With ride-hailing services such Uber still not available in BC, the provincial government said it is now cracking down on lesser-known ride-hailing apps throughout Metro Vancouver.
In a release, the Ministry of Transportation said that “all those seeking to provide commercial passenger transportation services… anywhere in BC, must respect the current regulatory and legal system in British Columbia.”
According to the ministry, there are currently “several” companies that have developed ride-sharing apps. These companies operate under names such as Longmao, Udi Kuaiche, U Drop, RaccoonGo, GoKabu, Dingdang Carpool, and AO Rideshare.
“It is important that drivers providing commercial transportation services through these social media apps understand they are assuming all of the risk related to providing the service,” the government said.
Illegally operating vehicles for the purpose of ride-hailing carries a fine of $1,150, and all of that falls on the driver – not the app company.
Beyond the fines, drivers could also face further sanctions “for not disclosing the commercial use of their vehicles to lease and insurance providers.”

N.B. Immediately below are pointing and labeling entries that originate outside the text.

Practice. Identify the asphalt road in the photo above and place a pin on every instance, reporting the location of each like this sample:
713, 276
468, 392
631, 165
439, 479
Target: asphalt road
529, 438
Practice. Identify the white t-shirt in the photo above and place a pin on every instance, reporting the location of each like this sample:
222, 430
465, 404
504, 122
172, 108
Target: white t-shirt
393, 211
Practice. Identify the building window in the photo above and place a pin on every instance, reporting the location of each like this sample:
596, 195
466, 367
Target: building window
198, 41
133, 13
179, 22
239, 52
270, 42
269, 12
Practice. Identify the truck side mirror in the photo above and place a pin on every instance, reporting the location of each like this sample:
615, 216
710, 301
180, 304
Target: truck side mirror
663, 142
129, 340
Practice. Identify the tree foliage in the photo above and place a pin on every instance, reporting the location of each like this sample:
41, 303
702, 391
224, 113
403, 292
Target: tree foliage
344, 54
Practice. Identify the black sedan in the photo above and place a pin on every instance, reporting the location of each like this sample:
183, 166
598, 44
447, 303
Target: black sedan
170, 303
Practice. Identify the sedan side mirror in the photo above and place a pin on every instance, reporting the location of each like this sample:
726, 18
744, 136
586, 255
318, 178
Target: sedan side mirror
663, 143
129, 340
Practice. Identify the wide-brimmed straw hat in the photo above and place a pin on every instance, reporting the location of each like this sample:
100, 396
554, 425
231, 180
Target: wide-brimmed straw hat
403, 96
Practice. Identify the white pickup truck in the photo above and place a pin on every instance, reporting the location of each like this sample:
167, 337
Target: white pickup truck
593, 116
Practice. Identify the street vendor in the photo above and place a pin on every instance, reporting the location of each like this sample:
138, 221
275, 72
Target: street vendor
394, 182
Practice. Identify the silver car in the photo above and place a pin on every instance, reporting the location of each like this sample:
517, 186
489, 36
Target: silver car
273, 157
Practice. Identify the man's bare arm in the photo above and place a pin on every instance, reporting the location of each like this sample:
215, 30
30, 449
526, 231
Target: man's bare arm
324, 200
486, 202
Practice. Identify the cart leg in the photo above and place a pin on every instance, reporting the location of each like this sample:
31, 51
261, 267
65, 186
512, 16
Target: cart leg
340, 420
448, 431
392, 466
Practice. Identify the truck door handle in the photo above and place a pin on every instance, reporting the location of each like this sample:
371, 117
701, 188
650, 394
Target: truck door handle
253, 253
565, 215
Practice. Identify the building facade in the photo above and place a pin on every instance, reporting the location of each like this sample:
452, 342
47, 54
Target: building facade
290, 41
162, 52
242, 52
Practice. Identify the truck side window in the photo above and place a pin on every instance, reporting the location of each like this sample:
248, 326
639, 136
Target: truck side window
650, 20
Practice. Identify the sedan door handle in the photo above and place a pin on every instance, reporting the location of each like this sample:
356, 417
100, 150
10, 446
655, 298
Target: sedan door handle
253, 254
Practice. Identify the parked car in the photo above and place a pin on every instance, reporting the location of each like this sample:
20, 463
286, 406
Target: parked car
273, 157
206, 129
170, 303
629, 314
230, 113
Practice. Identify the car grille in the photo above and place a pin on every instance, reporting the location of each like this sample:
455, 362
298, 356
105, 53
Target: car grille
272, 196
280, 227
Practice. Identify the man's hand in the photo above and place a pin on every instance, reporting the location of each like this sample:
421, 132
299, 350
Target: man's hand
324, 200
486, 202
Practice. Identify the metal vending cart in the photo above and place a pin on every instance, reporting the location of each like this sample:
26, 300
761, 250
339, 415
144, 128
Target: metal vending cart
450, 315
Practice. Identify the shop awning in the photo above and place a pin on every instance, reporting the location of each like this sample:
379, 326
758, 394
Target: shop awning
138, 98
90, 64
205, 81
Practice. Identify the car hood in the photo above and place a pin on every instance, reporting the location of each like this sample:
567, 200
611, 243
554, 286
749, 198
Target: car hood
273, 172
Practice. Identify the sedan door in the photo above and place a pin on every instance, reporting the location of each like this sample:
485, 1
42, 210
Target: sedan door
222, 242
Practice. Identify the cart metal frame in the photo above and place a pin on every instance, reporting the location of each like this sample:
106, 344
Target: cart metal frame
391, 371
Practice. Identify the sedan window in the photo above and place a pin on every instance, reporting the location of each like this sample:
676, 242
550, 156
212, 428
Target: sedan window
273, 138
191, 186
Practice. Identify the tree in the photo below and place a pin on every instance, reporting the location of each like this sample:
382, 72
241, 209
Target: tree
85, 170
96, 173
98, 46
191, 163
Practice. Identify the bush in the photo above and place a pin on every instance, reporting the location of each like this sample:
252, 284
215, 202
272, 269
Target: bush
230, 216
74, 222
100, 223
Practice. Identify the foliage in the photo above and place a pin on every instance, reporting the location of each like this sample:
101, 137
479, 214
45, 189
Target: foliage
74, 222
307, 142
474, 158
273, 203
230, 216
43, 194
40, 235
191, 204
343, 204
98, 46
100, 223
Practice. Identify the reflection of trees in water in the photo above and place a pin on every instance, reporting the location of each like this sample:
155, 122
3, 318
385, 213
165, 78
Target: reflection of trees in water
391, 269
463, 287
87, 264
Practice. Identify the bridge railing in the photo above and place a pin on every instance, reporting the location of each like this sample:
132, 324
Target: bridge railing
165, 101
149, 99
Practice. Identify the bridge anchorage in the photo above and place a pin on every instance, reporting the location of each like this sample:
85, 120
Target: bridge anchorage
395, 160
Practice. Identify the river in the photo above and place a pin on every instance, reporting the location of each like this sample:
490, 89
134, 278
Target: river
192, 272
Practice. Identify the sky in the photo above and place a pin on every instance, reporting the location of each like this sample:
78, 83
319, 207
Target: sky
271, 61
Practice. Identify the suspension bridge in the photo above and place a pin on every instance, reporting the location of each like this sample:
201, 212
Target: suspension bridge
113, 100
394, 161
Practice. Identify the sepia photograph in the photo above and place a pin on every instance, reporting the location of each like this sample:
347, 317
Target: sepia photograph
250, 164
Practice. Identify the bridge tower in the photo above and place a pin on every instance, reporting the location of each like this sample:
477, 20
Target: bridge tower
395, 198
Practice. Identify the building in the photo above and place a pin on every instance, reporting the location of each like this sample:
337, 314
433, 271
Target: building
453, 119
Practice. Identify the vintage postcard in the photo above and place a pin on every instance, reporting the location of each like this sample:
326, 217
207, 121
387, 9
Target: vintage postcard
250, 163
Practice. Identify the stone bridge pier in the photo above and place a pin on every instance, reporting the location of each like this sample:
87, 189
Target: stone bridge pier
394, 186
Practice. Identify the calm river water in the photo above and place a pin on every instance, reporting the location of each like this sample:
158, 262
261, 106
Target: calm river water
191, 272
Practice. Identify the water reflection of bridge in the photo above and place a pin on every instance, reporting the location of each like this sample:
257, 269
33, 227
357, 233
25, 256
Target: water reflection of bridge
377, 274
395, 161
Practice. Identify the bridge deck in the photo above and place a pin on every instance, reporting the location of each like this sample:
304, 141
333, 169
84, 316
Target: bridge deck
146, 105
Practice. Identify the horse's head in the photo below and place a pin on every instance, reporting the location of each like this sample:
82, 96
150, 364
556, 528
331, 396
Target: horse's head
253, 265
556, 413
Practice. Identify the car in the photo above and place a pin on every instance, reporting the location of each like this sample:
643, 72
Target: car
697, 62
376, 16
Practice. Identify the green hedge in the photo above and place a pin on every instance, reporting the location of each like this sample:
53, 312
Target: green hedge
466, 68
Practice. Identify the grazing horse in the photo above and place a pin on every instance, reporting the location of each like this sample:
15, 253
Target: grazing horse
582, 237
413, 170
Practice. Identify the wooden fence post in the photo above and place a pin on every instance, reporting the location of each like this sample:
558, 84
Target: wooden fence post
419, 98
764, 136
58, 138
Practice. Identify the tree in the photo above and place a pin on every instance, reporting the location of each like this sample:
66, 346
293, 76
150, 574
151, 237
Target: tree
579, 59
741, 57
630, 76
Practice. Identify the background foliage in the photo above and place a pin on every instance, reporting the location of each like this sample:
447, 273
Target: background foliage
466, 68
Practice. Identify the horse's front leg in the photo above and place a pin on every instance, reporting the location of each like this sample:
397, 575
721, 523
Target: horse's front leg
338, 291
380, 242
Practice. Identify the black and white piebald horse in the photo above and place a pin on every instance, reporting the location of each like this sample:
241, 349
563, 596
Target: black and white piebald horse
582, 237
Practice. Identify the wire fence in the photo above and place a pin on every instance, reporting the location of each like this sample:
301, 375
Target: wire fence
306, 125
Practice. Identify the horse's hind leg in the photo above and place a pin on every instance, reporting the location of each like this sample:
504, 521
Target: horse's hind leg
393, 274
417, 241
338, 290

Passengers using the apps are “choosing to take a trip in a vehicle that has not been licensed to operate legally in British Columbia.”
Current provincial and municipal regulatory requirements include:
- Regular, government-approved safety inspection of the vehicle
- Insurance that will cover the carrying of paying passengers
- A police background check for drivers
To date, over 20 cease-and-desist orders have been issued and 23 fines of $1,150 have been given to drivers identified as operating without a licence.
Ride-sharing report in progress
Late last year, BC Green Party Leader Andrew Weaver announced the issue of rideshare services like Uber coming to BC would be brought to a committee of MLAs from all three parties.
Those meetings have now commenced and a report on the issue is expected to be released on February 15, 2018.
“It has been six years since ride-hailing companies first attempted to enter the BC market,” said Weaver. “All three parties have now agreed that we need to bring this technology to BC in a regulated fashion.”